Jan 3 2010
Short answer is yes, but…
In wake of the recent controversy regarding Harlequin and it’s partnership with Author Solutions, it was clear to me that the advance paying model of traditional publishing is viewed as the only path for serioius authors. Look at the language, for example, of the SFWA “advance paying” or the guidelines of the RWA which does not recognize publishers who do not pay a $1,000 advance or greater. To a large extent, those that are in power at these writing organizations are published through the traditional way – advance and royalties.
The advance/royalties is the least risky path for an author. The author puts out nothing but her own hard work. Her expenses can include improving her craft through lessons and research. Post publication, the author can (and should) put forth her own marketing efforts which can be as cheap as a few bookmarks or as expensive as funding her own author tour, purchasing a book trailer, running contests. The traditional path to publication, however, is available only to a small few.
In order to sell, you must comply with the guidelines that the advance paying arms of publishing have demeed to be the parameters for a saleable book. In romance, that generally is hetereosexual love relationships between Anglo Saxon individuals with a word count of under 100,000. (with a few exceptions).
So while the traditional advance/royalty model is the least risky for authors, its open to only a limited few within a limited framework. Publishers are buying books that they can sell to bookstore buyers and distribution partners.

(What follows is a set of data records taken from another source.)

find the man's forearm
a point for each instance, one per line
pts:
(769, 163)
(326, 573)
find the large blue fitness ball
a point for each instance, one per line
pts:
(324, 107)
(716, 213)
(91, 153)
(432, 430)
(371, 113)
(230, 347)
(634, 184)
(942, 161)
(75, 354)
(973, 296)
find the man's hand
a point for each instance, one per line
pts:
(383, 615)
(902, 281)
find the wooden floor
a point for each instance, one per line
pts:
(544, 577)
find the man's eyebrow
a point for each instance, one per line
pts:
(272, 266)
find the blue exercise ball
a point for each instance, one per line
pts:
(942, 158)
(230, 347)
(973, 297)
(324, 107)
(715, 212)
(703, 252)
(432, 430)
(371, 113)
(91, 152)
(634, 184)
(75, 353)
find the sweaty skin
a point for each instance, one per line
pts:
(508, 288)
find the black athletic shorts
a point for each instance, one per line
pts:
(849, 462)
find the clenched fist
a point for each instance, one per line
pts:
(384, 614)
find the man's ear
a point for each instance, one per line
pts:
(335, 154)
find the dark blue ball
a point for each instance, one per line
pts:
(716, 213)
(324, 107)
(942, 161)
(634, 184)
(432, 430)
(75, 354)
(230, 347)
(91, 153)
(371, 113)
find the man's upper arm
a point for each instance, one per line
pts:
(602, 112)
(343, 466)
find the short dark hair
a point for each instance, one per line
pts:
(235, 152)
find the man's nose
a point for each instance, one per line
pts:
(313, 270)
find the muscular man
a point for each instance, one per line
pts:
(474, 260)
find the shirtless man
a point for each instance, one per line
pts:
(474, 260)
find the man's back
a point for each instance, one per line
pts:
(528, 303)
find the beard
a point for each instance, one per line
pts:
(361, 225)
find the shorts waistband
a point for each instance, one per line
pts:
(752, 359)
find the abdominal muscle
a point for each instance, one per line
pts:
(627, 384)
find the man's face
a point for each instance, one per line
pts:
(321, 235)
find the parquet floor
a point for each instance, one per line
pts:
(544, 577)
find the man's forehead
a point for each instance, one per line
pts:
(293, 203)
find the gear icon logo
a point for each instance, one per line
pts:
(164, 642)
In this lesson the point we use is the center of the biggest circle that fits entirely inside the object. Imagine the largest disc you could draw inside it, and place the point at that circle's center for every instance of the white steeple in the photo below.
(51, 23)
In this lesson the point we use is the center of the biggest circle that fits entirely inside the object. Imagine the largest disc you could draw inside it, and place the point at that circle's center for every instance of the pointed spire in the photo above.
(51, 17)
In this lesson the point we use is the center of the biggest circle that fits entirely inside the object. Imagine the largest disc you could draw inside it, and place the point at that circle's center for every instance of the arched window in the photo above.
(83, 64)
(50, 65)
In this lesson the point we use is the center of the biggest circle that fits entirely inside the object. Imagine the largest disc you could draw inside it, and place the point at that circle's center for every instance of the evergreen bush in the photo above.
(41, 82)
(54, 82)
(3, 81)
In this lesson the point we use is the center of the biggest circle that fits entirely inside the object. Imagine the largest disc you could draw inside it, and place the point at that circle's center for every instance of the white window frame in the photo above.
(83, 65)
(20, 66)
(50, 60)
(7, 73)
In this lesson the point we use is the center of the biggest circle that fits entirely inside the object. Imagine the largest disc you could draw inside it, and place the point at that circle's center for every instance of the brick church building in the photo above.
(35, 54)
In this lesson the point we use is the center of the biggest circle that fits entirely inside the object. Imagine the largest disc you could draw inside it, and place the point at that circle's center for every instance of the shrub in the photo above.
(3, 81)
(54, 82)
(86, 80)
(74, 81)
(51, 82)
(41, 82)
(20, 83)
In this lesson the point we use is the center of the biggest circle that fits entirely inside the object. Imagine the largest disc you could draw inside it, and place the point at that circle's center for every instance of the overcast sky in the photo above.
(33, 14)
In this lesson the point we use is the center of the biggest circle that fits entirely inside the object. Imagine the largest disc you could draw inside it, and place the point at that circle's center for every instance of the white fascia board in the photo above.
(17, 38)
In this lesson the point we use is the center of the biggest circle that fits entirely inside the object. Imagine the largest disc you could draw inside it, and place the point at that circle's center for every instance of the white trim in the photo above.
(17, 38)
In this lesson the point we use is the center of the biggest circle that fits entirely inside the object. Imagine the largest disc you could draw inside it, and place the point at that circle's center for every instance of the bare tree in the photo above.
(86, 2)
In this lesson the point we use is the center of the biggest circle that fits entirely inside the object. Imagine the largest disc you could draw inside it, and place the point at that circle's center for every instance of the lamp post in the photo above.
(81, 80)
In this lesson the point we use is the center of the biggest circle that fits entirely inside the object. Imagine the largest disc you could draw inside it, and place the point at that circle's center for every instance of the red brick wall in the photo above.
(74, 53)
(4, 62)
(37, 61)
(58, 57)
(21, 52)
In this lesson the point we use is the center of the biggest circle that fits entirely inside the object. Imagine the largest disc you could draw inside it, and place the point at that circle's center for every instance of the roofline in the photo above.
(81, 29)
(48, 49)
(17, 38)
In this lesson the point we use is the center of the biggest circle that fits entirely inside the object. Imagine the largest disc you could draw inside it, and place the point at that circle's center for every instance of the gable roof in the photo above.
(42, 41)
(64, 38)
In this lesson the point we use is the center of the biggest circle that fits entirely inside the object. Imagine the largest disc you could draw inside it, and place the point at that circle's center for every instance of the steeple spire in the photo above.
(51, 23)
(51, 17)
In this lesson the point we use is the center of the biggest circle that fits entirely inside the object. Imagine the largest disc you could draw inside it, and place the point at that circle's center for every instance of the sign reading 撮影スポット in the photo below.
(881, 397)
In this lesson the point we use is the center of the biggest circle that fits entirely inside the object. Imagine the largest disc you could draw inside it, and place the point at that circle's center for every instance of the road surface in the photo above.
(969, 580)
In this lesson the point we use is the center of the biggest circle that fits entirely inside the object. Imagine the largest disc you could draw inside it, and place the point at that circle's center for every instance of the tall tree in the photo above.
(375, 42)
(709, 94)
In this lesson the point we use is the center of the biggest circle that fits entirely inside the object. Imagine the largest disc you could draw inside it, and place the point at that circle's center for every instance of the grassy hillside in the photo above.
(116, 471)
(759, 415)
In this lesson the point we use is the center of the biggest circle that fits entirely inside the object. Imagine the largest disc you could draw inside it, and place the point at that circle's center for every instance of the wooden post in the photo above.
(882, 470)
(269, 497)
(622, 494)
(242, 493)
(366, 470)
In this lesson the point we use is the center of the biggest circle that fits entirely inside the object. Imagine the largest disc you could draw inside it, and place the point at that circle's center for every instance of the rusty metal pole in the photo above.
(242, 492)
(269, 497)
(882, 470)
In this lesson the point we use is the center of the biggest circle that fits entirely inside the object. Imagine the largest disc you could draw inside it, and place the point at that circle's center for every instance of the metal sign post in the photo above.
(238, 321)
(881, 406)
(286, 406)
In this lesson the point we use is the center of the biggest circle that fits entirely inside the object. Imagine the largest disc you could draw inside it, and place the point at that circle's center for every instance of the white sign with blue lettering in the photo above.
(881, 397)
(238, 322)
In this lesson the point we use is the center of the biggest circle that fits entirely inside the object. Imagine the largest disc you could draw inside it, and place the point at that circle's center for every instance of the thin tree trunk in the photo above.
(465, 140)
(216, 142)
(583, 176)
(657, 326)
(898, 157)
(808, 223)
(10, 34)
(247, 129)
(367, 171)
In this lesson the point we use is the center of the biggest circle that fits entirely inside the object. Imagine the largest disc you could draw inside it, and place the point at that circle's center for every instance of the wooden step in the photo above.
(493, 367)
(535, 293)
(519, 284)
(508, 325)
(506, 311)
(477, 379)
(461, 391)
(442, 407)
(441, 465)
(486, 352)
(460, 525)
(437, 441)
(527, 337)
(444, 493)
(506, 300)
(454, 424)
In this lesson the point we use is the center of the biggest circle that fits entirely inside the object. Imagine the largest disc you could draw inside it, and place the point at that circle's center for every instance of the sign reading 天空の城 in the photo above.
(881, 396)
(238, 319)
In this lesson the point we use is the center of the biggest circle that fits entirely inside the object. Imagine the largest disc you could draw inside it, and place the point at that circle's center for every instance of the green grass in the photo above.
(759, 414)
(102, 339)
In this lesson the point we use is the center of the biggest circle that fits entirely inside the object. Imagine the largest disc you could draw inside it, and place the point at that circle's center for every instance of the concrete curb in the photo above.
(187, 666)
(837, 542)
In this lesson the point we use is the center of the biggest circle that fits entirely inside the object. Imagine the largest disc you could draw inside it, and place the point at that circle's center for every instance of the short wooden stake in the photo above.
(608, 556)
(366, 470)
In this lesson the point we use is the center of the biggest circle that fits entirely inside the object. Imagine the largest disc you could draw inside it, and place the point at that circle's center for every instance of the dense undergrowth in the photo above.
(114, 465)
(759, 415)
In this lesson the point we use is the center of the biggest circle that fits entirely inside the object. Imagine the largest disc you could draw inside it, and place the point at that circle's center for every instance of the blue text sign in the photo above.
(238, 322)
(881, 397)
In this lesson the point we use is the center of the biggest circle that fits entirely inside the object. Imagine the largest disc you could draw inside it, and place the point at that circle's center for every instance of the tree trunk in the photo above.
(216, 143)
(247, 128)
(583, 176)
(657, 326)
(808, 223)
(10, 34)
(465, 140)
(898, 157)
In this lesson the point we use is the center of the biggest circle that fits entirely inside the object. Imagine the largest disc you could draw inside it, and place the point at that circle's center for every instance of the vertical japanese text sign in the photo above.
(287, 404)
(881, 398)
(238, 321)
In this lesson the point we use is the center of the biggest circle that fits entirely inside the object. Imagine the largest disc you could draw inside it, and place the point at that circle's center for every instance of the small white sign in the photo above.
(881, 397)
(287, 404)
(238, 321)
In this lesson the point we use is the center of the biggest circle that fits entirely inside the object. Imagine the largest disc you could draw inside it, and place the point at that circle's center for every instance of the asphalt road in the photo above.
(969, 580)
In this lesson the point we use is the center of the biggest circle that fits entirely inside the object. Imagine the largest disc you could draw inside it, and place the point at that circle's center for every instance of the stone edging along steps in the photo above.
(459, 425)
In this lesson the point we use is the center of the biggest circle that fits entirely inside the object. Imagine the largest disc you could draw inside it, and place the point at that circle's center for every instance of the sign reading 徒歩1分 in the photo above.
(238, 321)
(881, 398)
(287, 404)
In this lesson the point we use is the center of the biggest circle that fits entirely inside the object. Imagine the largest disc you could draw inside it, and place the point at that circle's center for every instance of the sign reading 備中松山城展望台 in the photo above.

The benefit of digital reseller market is that the filter is not the bookstore buyer or the distribution buyer because there is no artificial limitation set physical boundaries. The digital bookshelf is infinite and endless.
This is both a boon and a curse. It’s a boon because it means that more books of a greater variety will be available to the reader. It’s a curse because that means more books a reader must filter through to find new reads. Quality will vary wildly. But the fact is that there is a number of books out in the marketplace that are of low quality, poorly edited, with horrible covers, that aren’t worth your time or your money. When I looked at the free list of books that All Romance eBooks were promoting during the holidays (probably because those publishers participated), it confirmed what I thought already: the dross is already here and in large number.
What does that mean? It means that despite the terrible books published out there, we are still finding good digital books to read. This is one reason that in digital publishing, the publisher brand name is so important. We’ve come to trust that certain digital publishers have standards even if we don’t agree with the publisher tastes.
The fact is that if the digital marketplace does indeed pull in $500 million in 2010 as Forrester Research predicts, then individuals who want to make money will come to the market and those people will realize that making money off digital publishing means providing a decent product.
A large and vibrant digital market does not mean the elimination of publishers. It merely changes the model. In the future, we may have a consortium of authors selling their books similar to what CJ Cherryh, Jane Fancher, and Lynn Abbey are doing with Closed Circle. It might be an editor based brand that we follow. For example, Anne Sowards edits Patricia Briggs and Ilona Andrews, among others. Or Cindy Hwang edits Meljean Brook, Nalini Singh, and Christine Feehan. It might be something that we haven’t even envisioned yet.
There will be filters because filters will be a way to make money and only good filtering systems will make money. Metadata will become far more important. Resellers like Amazon, Fictionwise, Barnes and Noble will have to increase the way a consumer interacts with the metadata by more powerful searching functions (i.e., the consumer will want to find all 4-5 star rated books with keywords “alpha male” “paranormal” “strong hero” “unusual settings” released in the last two months).
I think that this year is the start of a new wave of publishing that will bring readers more variety and more choice. I’m certainly excited.